The NNF software consists of a collection of DaemonSets and Deployments. The pods on the Rabbit nodes are usually from DaemonSets. Because of this, the kubectl drain command is not able to remove the NNF software from a node. See Safely Drain a Node for details about the limitations posed by DaemonSet pods.

Given the limitations of DaemonSets, the NNF software will be drained by using taints, as described in Taints and Tolerations.

Drain NNF Pods From A Rabbit Node

Drain the NNF software from a node by applying the cray.nnf.node.drain taint. The CSI driver pods will remain on the node to satisfy any unmount requests from k8s as it cleans up the NNF pods.

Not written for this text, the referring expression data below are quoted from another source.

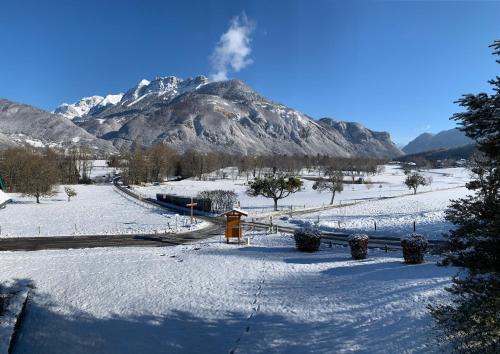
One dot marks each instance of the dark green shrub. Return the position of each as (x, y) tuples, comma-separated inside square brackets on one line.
[(359, 246), (307, 239), (414, 247)]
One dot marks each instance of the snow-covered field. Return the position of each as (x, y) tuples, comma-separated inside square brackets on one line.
[(210, 297), (393, 217), (389, 183), (4, 197), (96, 210)]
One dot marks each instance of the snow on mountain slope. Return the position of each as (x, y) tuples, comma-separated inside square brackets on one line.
[(226, 116), (22, 124), (86, 105)]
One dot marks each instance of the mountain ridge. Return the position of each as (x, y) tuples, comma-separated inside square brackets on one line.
[(225, 116), (444, 139)]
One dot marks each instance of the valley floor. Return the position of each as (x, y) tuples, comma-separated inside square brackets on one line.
[(212, 297), (96, 210)]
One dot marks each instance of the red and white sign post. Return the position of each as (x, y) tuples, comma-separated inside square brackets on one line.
[(192, 206)]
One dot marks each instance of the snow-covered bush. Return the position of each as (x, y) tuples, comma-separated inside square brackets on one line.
[(221, 200), (359, 246), (414, 246), (307, 239)]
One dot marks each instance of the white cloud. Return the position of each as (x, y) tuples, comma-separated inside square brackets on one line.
[(233, 49)]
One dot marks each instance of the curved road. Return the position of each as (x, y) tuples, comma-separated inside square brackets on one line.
[(132, 240)]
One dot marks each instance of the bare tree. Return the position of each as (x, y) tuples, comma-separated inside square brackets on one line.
[(70, 192), (274, 187), (333, 182), (414, 180)]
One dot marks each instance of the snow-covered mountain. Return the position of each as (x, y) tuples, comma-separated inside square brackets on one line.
[(446, 139), (224, 116), (22, 124), (87, 105)]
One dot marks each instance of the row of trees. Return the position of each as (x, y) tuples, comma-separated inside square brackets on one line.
[(36, 172), (158, 162), (472, 319)]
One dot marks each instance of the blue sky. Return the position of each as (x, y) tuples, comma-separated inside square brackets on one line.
[(391, 65)]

kubectl taint node $NODE cray.nnf.node.drain=true:NoSchedule cray.nnf.node.drain=true:NoExecute

To restore the node to service, remove the cray.nnf.node.drain taint.

kubectl taint node $NODE cray.nnf.node.drain-

The CSI Driver

While the CSI driver pods may be drained from a Rabbit node, it is advisable not to do so.

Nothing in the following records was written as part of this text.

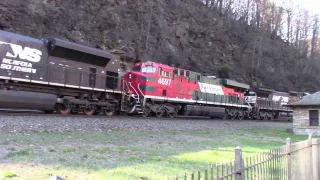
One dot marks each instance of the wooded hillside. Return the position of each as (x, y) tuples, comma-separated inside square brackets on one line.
[(252, 41)]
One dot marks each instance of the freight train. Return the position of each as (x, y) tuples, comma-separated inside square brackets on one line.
[(52, 74)]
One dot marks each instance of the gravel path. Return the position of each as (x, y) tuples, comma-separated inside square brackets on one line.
[(33, 122)]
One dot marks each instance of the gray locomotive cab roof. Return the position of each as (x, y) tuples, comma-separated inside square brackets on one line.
[(18, 37), (72, 51)]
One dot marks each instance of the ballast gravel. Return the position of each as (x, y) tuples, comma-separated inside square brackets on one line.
[(37, 122)]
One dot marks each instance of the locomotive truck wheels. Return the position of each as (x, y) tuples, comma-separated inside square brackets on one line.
[(63, 109), (96, 113), (160, 113), (89, 111), (74, 112), (48, 111), (108, 112), (173, 114)]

Warning K8s relies on the CSI driver to unmount any filesystems that may have been mounted into a pod's namespace. If it is not present when k8s is attempting to remove a pod then the pod may be left in "Terminating" state. This is most obvious when draining the nnf-dm-worker pods which usually have filesystems mounted in them.

Drain the CSI driver pod from a node by applying the cray.nnf.node.drain.csi taint.

kubectl taint node $NODE cray.nnf.node.drain.csi=true:NoSchedule cray.nnf.node.drain.csi=true:NoExecute

To restore the CSI driver pods to that node, remove the cray.nnf.node.drain.csi taint.

kubectl taint node $NODE cray.nnf.node.drain.csi-

This taint will also drain the remaining NNF software if has not already been drained by the cray.nnf.node.drain taint.